A number of embodiments of the invention have been described. Nevertheless, it will be understood that various modifications may be made without departing from the spirit and scope of the invention. Accordingly, other embodiments are within the scope of the following claims.
Claims
1. A method or industrial process for the production and extraction or separating of at least one high alpha-cellulose pulp product and at least one solubilized hemicellulose product, and at least one lignin product, from a lignocellulosic feedstock, comprising:
- (a) contacting a lignocellulosic feedstock with a fluid comprising water to form a reaction mixture, and subjecting the reaction mixture to conditions comprising a temperature in the range of between 150° C. to 250° C. and a pressure in the range of between 200 psig to 1500 psig, for a time period sufficient to generate a reaction slurry product comprising: the at least one cellulose pulp product, the at least one lignin product, the at least one solubilized hemicellulose product, wherein the at least one cellulose pulp product has an alpha number in the range of between 50 and 90;
- (b) contacting the at least one cellulose pulp product, with a caustic solution having a pH in the range of between 10 and 14, thereby increasing the alpha number of the at least one cellulose pulp product and generating a high alpha-cellulose pulp product of between 92 and 99 alpha, and generating a spent caustic solution comprising additional solubilized hemicelluloses;
- (c) separating the high alpha-cellulose pulp product from the spent caustic solution comprising the additional solubilized hemicelluloses; and
- (d) separating or extracting the additional solubilized hemicelluloses from the spent caustic solution by:
- (i) addition of a solvent having a reduced polarity with relation to water, wherein the reduced polarity solvent comprises water, or a water and a first alcohol, and
- (ii) separating or extracting the additional solubilized hem icellulose by a process comprising a nanofiltration process.
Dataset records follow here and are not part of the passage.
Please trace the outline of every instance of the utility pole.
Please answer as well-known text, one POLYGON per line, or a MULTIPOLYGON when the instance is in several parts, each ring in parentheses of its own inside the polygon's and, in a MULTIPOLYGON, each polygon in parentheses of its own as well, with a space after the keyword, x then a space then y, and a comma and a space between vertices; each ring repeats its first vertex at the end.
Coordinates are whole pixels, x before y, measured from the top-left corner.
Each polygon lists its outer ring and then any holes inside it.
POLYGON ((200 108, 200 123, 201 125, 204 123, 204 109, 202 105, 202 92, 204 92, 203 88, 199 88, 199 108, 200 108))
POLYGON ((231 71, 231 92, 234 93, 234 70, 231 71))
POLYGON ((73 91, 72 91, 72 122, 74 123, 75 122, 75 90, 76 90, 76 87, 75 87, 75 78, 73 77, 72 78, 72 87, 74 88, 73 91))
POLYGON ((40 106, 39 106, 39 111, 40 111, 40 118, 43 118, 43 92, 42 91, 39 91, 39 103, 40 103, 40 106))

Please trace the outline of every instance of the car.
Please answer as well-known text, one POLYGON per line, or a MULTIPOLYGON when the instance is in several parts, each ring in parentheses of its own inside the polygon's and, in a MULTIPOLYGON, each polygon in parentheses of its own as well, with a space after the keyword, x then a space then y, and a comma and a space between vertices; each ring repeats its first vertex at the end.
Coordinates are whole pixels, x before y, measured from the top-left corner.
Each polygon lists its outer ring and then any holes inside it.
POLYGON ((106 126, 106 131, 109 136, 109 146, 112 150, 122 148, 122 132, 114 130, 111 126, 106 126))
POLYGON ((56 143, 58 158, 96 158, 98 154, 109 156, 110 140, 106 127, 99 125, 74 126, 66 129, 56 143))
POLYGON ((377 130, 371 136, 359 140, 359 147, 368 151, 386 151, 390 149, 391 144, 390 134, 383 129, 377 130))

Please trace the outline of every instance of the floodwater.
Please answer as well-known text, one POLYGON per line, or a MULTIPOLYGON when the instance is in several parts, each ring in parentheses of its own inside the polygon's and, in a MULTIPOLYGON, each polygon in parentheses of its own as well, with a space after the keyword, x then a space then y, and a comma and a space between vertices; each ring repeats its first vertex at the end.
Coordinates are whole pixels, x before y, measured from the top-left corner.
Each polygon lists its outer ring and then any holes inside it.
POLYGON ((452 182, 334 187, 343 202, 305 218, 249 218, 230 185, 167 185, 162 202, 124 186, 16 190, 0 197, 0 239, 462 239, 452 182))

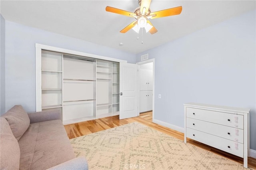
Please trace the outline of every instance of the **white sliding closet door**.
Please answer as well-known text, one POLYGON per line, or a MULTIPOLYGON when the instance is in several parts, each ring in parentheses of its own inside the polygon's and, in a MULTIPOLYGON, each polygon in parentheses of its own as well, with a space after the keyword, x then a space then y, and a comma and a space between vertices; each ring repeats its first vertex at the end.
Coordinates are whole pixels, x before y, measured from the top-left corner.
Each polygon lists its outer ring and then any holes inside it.
POLYGON ((120 63, 119 119, 138 116, 138 65, 120 63))
POLYGON ((64 123, 95 116, 95 62, 63 58, 64 123))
2. The method or industrial process of claim 1, wherein the lignocellulosic feedstock comprises a low alpha-cellulose kraft pulp, and the low alpha-cellulose kraft pulp comprises a kraft pulp having an alpha cellulose content in the range of between 84% to 88% alpha-cellulose.
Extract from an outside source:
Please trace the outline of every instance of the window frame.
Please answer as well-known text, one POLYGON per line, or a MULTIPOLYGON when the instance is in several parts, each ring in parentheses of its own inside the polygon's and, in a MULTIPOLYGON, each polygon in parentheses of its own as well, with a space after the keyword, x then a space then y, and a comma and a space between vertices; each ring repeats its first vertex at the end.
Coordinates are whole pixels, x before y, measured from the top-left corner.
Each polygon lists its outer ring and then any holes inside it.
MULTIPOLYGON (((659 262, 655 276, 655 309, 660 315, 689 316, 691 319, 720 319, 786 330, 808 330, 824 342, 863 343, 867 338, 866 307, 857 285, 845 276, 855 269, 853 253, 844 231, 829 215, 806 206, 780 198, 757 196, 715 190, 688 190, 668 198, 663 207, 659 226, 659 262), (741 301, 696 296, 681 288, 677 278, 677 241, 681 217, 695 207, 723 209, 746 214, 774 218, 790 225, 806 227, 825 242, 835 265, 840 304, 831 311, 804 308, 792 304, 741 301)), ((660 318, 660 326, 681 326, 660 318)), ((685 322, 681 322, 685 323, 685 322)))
3. The method of or industrial process claim 1, wherein the method or industrial process is a batch or a continuous process in a reaction vessel,
- wherein optionally the reaction vessel comprises a continuously stirred tank reactor, a continuous pipe-type (plug-flow) reactor or an equivalent thereof.
4. The method or industrial process of claim 1, comprising washing cellulose fibers in the at least one high alpha-cellulose pulp to form a washed pulp and washed cellulose fibers, wherein the washing removes non-cellulose impurities.
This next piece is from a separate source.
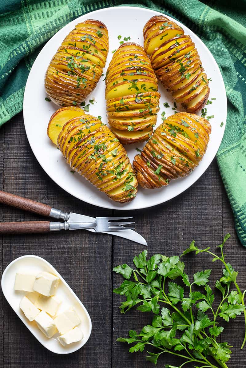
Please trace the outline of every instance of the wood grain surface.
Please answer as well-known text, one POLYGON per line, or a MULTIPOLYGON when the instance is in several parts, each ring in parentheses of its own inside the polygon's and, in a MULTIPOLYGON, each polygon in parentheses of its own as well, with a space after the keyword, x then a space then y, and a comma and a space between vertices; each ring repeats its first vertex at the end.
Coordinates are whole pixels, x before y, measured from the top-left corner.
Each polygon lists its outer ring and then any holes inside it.
MULTIPOLYGON (((37 162, 26 136, 22 114, 0 130, 0 190, 45 203, 64 211, 95 216, 120 214, 98 208, 68 194, 50 179, 37 162)), ((122 212, 125 215, 124 212, 122 212)), ((193 239, 201 247, 213 250, 226 233, 231 237, 226 253, 228 261, 239 272, 238 281, 246 289, 246 249, 235 234, 232 214, 216 161, 194 185, 176 198, 147 210, 133 211, 138 231, 146 239, 150 255, 158 252, 179 255, 193 239)), ((0 205, 0 222, 45 220, 47 219, 6 205, 0 205)), ((132 264, 144 247, 126 240, 94 234, 85 231, 48 234, 0 236, 1 273, 15 258, 35 254, 50 262, 62 275, 87 308, 91 318, 90 338, 78 351, 60 356, 50 353, 32 336, 0 294, 0 367, 3 368, 151 368, 144 354, 130 354, 128 347, 118 343, 129 329, 137 330, 151 322, 151 316, 136 310, 121 315, 122 297, 112 290, 122 282, 113 267, 132 264)), ((209 255, 191 254, 186 257, 187 272, 212 267, 212 281, 220 276, 221 265, 212 265, 209 255)), ((223 340, 233 345, 229 368, 246 367, 246 347, 240 350, 244 328, 242 317, 227 324, 223 340)), ((181 362, 169 355, 158 367, 181 362)), ((188 368, 188 365, 186 366, 188 368)))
5. The method or industrial process of claim 4, further comprising beating or fluffing the washed cellulose to generate a de-fiberized cellulose pulp,
- and optionally the washed cellulose is fluffed or beaten to increase the surface area of the washed cellulose,
- and optionally the beating or fluffing of the washed cellulose comprises use of a PFI-type mill, and/or by passing the washed cellulose through a refining disc,
- and optionally further comprising removing impurities or shives or incompletely ground fiber bundles from the de-fiberized cellulose pulp,
- and optionally further comprising bleaching the de-fiberized cellulose pulp, wherein the bleaching comprises a photo-catalytic oxidation or equivalent thereof,
- and optionally further comprising a chelation step to reduce mineral content,
- and optionally further comprising subjecting the de-fiberized cellulose pulp to an extraction step, wherein the extraction step comprises a hot or cold caustic extraction step, to remove any remaining hemicellulose, and optionally to increase the alpha-cellulose content to 95% or more, wherein optionally the hot or cold caustic extraction step is done either before and/or after the bleaching step, or the bleaching step including the chelation step.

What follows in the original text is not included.